© Reuters. FILE PHOTO: A man walks past the entrance of Central Bank of Malaysia (Bank Negara Malaysia) in Kuala Lumpur, Malaysia, July 31, 2019. Picture taken July 31, 2019. REUTERS/Lim Huey Teng
By Rozanna Latiff
KUALA LUMPUR (Reuters) -Malaysia’s central bank unexpectedly raised its benchmark interest rate on Wednesday, as it looks to manage persistent inflation amid strong domestic demand.
Bank Negara Malaysia (BNM) lifted its overnight policy rate by 25 basis points to 3%, confounding economists expectations for an extended pause.
Some economists now see the move marking the end of the current tightening cycle as price pressures ease along with slowing global growth that will likely hurt the export-driven economy.
BNM had kept rates unchanged at its two previous meetings this year, as it sought to assess the impact of four consecutive hikes totalling 100 basis points in 2022.
The Southeast Asian economy has bounced back strongly from a pandemic-induced slump, with growth hitting a 22-year high of 8.7% in 2022, but slowing global demand has clouded the outlook for the exporter of oil, commodities and high tech goods.
BNM said in a statement that latest developments point towards further expansion in economic activity in the first quarter of 2023, driven by strong domestic demand, household spending and better labour market conditions.
While inflation was expected to moderate, core inflation would remain at elevated levels amid firm demand conditions, it said.

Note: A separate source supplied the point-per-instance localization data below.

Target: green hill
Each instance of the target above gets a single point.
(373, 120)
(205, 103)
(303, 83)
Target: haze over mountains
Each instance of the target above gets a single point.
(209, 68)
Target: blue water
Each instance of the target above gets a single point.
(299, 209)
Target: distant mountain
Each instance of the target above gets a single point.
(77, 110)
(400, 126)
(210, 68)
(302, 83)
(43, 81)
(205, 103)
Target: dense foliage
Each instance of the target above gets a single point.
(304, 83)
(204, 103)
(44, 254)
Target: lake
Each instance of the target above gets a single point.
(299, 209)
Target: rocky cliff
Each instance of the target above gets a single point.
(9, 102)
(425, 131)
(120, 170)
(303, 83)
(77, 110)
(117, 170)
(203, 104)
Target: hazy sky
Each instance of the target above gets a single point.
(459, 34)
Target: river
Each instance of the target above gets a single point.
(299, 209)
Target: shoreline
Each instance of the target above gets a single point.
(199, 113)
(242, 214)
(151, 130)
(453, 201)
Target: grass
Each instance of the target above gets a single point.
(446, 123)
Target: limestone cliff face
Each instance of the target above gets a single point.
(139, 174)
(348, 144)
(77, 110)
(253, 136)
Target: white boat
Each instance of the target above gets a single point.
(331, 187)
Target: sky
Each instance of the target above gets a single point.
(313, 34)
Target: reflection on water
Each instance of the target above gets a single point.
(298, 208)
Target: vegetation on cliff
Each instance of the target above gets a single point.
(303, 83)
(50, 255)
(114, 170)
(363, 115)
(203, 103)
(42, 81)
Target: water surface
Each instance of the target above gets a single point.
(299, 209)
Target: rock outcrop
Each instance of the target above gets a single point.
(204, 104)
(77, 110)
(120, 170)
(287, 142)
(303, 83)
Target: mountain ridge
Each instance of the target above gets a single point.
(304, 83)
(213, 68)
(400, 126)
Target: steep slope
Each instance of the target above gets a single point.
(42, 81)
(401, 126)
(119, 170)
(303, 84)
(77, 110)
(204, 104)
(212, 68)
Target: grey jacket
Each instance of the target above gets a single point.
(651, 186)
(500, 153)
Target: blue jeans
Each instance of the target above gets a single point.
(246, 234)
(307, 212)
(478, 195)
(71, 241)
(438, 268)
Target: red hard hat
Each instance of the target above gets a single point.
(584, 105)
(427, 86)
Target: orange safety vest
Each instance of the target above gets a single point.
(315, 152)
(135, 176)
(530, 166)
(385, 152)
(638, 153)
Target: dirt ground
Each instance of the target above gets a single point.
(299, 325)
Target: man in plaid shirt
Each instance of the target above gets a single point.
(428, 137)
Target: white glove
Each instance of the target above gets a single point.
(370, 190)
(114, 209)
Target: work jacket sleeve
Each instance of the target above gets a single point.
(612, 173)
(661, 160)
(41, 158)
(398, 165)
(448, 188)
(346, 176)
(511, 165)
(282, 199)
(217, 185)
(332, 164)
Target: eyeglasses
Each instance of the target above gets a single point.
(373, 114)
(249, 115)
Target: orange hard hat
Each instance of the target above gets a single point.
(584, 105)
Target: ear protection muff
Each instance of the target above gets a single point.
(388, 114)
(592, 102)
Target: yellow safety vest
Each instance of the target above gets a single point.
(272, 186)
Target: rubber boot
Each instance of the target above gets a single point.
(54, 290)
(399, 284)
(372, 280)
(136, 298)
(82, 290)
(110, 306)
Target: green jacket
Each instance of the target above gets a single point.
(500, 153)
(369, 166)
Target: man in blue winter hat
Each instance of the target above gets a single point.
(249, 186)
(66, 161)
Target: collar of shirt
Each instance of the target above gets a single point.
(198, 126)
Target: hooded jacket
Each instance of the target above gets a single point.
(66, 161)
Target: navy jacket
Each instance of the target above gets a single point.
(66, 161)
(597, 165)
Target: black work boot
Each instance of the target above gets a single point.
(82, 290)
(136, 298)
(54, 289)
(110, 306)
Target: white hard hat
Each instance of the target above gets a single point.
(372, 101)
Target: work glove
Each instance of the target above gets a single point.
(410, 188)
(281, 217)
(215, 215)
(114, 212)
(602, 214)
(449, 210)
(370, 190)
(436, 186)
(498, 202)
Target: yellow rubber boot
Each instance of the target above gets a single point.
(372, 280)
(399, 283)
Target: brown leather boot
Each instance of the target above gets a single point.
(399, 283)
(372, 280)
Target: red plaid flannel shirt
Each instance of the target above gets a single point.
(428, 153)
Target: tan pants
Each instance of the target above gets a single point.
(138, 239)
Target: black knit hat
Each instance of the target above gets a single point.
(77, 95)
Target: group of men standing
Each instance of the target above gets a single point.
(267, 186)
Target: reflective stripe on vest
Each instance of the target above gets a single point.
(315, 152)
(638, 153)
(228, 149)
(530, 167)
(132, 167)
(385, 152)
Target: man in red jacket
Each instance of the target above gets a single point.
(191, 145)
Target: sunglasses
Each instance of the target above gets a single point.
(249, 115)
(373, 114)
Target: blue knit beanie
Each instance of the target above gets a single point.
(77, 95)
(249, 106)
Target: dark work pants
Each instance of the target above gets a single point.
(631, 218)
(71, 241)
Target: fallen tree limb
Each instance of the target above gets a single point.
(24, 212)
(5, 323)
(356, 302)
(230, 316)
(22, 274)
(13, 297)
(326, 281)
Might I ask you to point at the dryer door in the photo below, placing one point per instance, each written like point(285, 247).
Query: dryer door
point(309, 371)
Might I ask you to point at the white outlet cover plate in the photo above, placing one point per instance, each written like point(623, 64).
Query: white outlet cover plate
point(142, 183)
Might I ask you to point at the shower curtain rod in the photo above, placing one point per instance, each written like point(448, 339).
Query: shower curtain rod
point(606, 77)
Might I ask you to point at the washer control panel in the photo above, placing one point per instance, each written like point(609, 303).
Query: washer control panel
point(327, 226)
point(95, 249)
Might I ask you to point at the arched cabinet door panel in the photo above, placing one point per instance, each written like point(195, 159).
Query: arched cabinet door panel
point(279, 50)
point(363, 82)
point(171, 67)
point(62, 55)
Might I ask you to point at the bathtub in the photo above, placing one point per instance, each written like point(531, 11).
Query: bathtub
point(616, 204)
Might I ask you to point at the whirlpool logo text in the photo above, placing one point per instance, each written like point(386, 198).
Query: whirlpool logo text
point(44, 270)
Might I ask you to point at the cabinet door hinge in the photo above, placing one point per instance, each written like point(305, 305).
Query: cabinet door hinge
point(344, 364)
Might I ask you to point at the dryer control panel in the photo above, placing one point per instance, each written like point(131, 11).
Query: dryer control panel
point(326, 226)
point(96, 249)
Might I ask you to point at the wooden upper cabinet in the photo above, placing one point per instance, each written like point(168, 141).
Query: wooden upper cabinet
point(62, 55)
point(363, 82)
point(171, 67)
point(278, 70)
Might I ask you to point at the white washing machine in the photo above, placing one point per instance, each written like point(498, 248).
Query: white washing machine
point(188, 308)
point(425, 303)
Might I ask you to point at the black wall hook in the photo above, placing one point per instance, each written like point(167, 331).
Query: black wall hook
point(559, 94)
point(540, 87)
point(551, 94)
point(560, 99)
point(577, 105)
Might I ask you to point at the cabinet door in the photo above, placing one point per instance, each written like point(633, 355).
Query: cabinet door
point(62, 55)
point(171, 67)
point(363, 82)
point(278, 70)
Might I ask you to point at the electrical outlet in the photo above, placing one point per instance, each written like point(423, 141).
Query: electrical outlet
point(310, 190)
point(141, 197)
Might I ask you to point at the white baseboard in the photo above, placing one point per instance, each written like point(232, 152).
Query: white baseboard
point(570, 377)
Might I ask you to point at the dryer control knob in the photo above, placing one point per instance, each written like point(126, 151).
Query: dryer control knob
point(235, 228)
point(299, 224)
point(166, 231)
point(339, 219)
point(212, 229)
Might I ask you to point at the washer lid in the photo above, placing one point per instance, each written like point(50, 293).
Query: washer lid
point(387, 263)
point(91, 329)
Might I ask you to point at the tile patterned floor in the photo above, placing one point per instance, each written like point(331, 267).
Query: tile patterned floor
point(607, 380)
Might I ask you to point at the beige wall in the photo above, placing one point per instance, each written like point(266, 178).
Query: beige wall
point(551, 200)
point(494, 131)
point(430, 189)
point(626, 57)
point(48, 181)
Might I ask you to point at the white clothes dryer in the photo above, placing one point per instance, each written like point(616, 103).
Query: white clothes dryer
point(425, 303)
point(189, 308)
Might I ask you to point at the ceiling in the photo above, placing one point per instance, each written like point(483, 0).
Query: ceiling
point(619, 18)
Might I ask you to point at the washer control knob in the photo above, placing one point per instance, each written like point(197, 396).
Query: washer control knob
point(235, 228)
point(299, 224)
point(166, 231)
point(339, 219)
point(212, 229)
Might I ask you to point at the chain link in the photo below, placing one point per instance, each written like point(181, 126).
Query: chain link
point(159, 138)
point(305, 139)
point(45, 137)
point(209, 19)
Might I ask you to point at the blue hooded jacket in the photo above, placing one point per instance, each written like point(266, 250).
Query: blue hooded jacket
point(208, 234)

“With the domestic growth prospects remaining resilient, the MPC judges that it is timely to further normalise the degree of monetary accommodation,” the central bank said, referring to its monetary policy committee.
The Malaysian ringgit was up 0.3% against the U.S. dollar, extending gains after the move.
Wednesday’s hike marks the return of borrowing costs to pre-pandemic levels and comes ahead of planned reforms to Malaysia’s subsidy programme, which could add to inflationary pressure.
The government has said it was looking to do away with broad subsidies that have squeezed government coffers, aiming to target aid towards vulnerable and low-income groups.
BNM said the balance of risk to the inflation outlook was “tilted to the upside and remains highly subject to any changes to domestic policy including on subsidies and price controls, financial market developments, as well as global commodity prices”.
On Tuesday, Australia’s central bank also stunned markets by raising its cash rate 25 bps, citing inflationary pressures.
A Reuters poll of 25 economists had largely expected Bank Negara Malaysia to hold its overnight policy rate at 2.75%, with just four forecasting a rate hike.
The central bank on Wednesday maintained its headline inflation forecast of between 2.8%-3.8% in 2023. Inflation was at 3.3% last year.
Capital Economics and Oxford Economics said BNM was unlikely to hike rates further following Wednesday’s decision, with inflation and growth expected to moderate in the coming months.
Malaysia’s economy was expected to expand 4%-5% this year, BNM has said. Consumer prices in March rose 3.4% from a year earlier, its slowest pace in nine months, data showed.
“With inflation set to fall back further and the economy likely to struggle over the coming months, we expect today’s rate hike to mark an end to the tightening cycle,” Capital Economics said in a note.